El viaje de vuelta es en silencio. Nada más salir del barrio las mansiones te dejan aún más sin palabras. ¿Cómo es posible? Un mundo escondido, oculto en una de las ciudades más grandes de la India, contrastado con la grandeza de las riquezas que tienen los demás. Enseñamos español para que la gente pueda ir de vacaciones o mate su tiempo libre y su dinero, y es terrible. Al menos en el colegio creo que puede servirles para salir de aquí y cumplir su sueño de estudiar en Europa o América. Pero la realidad es que no se necesita el español, aquí se necesita que esa gente que gasta en algo que jamás usarán, invierta en conseguir que se dignifique la vida de personas rechazadas por una sociedad que les impide cambiar de estado o casta.
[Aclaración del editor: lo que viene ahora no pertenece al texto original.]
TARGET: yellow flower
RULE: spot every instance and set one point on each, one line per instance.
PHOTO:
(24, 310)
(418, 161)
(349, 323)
Que no hay lucha posible porque no van a poder eliminar la mancha que una persona con lepra deja en una familia, que es imposible una vida mejor. La reflexión del viaje de vuelta gira entre la gran duda existencial de por qué seguimos aquí, de por qué esto sigue girando si podríamos tirar el mundo a la basura sabiendo que no sólo no nos ayudamos sino que además tapamos los problemas de los demás, para no verlos, y por otro lado la inmensa sensación de creer en la humanidad al ver que sí, en este mismo país donde hemos visto cómo se tratan como animales, cómo se desprecian y destrozan, los que menos tienen son los que más agradecen, los que siempre ponen una sonrisa y te saludan, y te hablan, y te ven humana y no les importa qué color de piel te viste o qué ropa llevas. Y lloramos por lo que hemos visto y porque no sabemos qué pensar, yo lo hago porque no sé si he perdido la fe en la humanidad o la he recuperado. Y porque algo dentro de mí está chillando que no estoy donde debo, que si quiero enseñar español lo haga en otro sitio, que aquí no sirve eso, que aquí tengo otra misión.

Así que el día fue tan duro como bonito, tan alegre como triste, tan cansado y tan profundo que caímos rendidas en la cama a la vuelta despertándonos a tiempo para la danza del vientre, y con pocas palabras el resto de jornada.

Hoy me cuesta más aún levantarme para ir al colegio pero, extrañamente, recupero siempre algo de optimismo allí, y me alegra ver que mis niños aprenden poco pero sí lo hacen, y que se divierten y juegan sorprendidos de que eso se pueda hacer en una clase.

Finalmente como en casa de la de francés, que quiere que ayude a su hija recién llegada de París a terminar sus deberes de español, y me enseña a hacer chai (dedicado a las visitas en potencia, esto os va a encantar) y la comida está estupenda.


Así que volvemos a la rutina pero con el interior cambiado. Y con muchas dudas de cuál es exactamente mi sitio, de cómo enfocar esto, de hacia dónde mirar ahora.